What is the logic behind throwing cold water on pupils’ and families’ aspirations


Sebastian Hepher, headmaster of Eaton Square School in Belgravia is concerned about the growth in private tutoring. In a letter to parents, Mr Hepher lists a series of his misgivings: tutoring can have many disadvantages he says; children can be overloaded with work; parents can be misinformed of what a child needs in order to generate business; children can be taught methods and practices which are confusing to them; homework can be affected due to lack of time. In his two page letter he cites no supporting evidence for any of these assertions.

One thing we can agree is that tutoring has boomed in recent years.  Some commentators have interpreted this as an indictment of mainstream schools.  Mr Hepher’s defensiveness suggests he too views the growth of private tutoring from that perspective.  The growth in the demand for private tuition is a global phenomenon and as a World Bank report confirms, it needs to be analysed in the context of more of us wanting to equip ourselves and our children with educational attainments to join the service sector. It is not necessarily an indictment of a particular school or education system. Obviously I can not speak for Mr Hepher’s particular school.

Recognising that private tutoring is now a significant feature of the educational landscape, The Tutors’ Association an industry body comprising of individual tutors and tutoring companies was launched in October to represent the tutoring industry and to promote best practice. Its members adhere to a code of practice which addresses the specific points Mr Hepher asserts in his letter.  It is part of our code of practice not to over-prescribe tutoring for instance.

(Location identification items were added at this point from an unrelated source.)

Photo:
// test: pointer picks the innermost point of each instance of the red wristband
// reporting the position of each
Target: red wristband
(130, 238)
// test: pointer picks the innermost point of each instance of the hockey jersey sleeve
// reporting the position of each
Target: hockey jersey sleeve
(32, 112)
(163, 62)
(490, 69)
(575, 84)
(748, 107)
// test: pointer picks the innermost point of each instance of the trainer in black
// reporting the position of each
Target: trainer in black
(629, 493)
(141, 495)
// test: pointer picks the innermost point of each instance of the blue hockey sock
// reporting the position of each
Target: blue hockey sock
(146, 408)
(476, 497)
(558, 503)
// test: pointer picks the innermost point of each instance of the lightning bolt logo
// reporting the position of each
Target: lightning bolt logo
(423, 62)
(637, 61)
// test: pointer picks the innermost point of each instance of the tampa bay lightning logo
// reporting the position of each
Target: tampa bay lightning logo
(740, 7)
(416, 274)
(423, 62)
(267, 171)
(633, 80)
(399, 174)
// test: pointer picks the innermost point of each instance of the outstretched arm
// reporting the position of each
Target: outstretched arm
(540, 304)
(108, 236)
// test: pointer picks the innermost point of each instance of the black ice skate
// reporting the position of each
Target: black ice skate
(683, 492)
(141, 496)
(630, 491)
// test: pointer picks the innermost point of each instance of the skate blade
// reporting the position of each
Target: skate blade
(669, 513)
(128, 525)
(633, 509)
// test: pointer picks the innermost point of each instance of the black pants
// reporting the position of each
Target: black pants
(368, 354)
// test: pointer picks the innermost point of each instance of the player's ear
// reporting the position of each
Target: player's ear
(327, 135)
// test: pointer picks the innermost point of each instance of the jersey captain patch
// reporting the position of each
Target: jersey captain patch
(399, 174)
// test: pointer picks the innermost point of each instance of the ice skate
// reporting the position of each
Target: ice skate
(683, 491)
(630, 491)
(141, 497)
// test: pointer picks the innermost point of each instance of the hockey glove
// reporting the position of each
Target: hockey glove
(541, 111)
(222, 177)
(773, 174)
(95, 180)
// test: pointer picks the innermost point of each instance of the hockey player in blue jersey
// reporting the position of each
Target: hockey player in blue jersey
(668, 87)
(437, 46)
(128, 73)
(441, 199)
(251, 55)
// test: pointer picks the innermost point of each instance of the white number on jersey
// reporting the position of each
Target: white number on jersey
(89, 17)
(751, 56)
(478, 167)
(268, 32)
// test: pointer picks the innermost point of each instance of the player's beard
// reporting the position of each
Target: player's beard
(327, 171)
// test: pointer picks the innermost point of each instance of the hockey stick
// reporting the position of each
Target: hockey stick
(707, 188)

As someone who was a classroom teacher myself for a number of years, what I find more concerning about the tone of Mr Hepher’s letter is not so much his hostility to private tutors but his eagerness as a head of a primary school to throw cold water on pupils’ and families’ aspirations. He asks parents -“is it (the school you are aiming for) too academic? As educationalists we should not be prejudging young peoples’ abilities and instead encourage them to fulfil their potential.  Pupils report back effusively as to how with tutoring, their confidence has been restored and their intellectual curiosity engaged. Mr Hepher would appear to believe that warning pupils and parents not to bite off more than they can chew is somehow more important to emphasise than this.

Finally and on a more conciliatory note, Mr Hepher states that we should “ensure that the (tutoring) work being done compliments (sic) the work undertaken at school”. Assuming he meant to say complements, we can assure him that tutors are very keen to work alongside schools for the benefit of pupils. Indeed many confident school heads have already adopted such an approach and one of the aims of the Tutors’ Association is to encourage cooperation of this kind.

Tom Maher is chair of the Tutors’ Association.